The U.S. Bureau of Economic Analysis (BEA) announced on Friday that the preliminary reading of fourth-quarter Gross Domestic Product (GDP) showed that the economy expanded by only 0.7%, down sharply from the initial estimate of 1.4%.
The data was significantly weaker than expected, as economists had been expecting an unchanged reading.
“Real GDP was revised down 0.7 percentage points from the advance estimate, reflecting downward revisions to exports, consumer spending, government spending, and investment. Imports decreased less than previously estimated,” the report said.
Along with disappointing growth estimates, the report also noted rising inflation pressures. The fourth-quarter price index for GDP increased 3.8%, up from 3.6% reported in the first estimate.
Providing a more nuanced look at inflation, the BEA also released Personal Consumption Expenditures (PCE) data for January, including the core PCE index, which excludes volatile food and energy prices and is the Federal Reserve’s preferred inflation gauge.
The report said that headline inflation increased 0.3%, compared to December’s 0.4% increase. Consumer prices appear to be rising in line with economists' expectations.
Over the last 12 months, headline inflation rose 2.8%, down slightly from December’s annual reading of 2.9%.
The report said the core PCE index increased 0.4% in the first month of the new year, unchanged from December. Inflation rose in line with expectations.
For the year, core PCE rose 2.9%, down from 3.0% reported in December. Core inflation was slightly cooler than expected, as economists had been looking for an increase to 3.1%.
Although inflation was relatively cooler than expected at the start of the year, many economists are largely ignoring the backward-looking data, as the U.S.-Israel joint war against Iran is generating significant economic uncertainty.
The chaos in the Middle East is creating global supply-chain bottlenecks and, in particular, driving oil prices higher, which are expected to push inflation higher through the year.
The latest economic report puts gold in a difficult short-term position, as stubborn inflation could force the Federal Reserve to maintain its neutral monetary policy longer than expected.
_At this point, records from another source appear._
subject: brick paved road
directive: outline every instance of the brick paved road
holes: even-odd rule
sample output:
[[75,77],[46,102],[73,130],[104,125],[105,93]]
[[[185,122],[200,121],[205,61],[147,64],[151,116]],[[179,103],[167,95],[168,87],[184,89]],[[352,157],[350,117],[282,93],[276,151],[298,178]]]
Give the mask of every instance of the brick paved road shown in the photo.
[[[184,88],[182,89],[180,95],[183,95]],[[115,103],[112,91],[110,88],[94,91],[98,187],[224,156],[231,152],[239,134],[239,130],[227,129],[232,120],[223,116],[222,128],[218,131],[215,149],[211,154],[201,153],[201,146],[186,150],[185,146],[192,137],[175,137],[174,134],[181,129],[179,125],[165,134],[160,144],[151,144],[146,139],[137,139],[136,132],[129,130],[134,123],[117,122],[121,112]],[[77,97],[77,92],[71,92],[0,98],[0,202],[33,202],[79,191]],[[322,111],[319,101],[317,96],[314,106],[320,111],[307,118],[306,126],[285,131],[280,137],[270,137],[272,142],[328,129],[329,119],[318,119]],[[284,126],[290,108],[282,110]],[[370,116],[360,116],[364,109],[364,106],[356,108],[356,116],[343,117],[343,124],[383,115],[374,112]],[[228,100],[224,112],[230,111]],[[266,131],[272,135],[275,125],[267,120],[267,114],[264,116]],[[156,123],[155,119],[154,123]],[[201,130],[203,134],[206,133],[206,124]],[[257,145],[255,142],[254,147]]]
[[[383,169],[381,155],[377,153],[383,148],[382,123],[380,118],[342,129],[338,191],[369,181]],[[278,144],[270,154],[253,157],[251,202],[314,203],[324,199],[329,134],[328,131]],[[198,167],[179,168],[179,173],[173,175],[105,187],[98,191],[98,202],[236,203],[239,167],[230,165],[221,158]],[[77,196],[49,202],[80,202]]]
However, many market analysts have said that a potential stagflationary environment is the perfect storm for gold. Analysts also expect that even in the face of higher inflation, the Federal Reserve will be forced to cut interest rates to support the U.S. labor market and economy.
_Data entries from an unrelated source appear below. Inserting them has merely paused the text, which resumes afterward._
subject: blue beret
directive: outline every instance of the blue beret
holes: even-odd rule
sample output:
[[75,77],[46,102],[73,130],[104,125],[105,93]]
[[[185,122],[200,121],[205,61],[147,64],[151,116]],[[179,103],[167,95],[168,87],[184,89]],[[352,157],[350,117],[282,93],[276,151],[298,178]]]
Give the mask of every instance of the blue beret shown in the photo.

This environment will push real yields sharply lower, improving gold’s opportunity cost as a non-yielding asset. Currently, gold prices are seeing a modest benefit in their initial reaction to the disappointing GDP data and outdated inflation numbers. Spot gold last traded at $5,120.16, up almost 1% on the day.
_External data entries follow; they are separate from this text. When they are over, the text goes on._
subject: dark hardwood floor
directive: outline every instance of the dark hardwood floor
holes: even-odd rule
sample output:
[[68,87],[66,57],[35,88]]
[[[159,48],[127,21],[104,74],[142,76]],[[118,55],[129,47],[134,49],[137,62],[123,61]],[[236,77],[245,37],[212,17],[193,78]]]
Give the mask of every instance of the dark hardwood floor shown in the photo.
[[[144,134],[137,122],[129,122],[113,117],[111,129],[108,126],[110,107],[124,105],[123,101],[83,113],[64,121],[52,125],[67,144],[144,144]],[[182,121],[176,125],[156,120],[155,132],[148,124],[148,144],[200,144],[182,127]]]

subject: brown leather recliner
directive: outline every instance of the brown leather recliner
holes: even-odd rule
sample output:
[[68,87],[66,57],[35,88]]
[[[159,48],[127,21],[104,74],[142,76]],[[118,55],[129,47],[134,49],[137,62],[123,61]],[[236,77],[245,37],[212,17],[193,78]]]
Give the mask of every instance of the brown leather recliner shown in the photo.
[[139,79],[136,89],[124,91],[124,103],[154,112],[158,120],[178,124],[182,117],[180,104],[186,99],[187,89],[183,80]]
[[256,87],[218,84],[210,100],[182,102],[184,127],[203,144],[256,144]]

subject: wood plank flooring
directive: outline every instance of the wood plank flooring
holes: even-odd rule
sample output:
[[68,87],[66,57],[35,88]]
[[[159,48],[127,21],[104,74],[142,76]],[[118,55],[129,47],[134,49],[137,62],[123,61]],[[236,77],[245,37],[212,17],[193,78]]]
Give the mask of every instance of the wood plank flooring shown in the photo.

The PCE report also highlighted a potentially disturbing trend, as consumers continue to spend even as wages fall.
The report said that personal spending increased 0.4% in January, compared to 0.4% in December. The activity was stronger than expected, as consensus estimates forecast an increase of 0.3%.
Meanwhile, personal income increased 0.4% at the start of the year. However, economists had expected income to increase by 0.5%.
Some analysts have said that consumers are relying too much on credit, and specifically, “buy-now-pay-later” programs are exacerbating growing problems in the private-credit market, which could create systemic issues for the broader economy.
In a recent interview with Kitco News, Laks Ganapathi, CEO of Unicus Research, said that confidence in credit markets weakens amid persistent inflation and rising global debt.
She said a slow, prolonged collapse of private markets will create a stagflationary environment through 2027.
“This is not going to be like 2008, where everything breaks at once,” she said. “It will be slower. It will spread over time, potentially from 2025 through 2027, and it could be more painful in the long run.”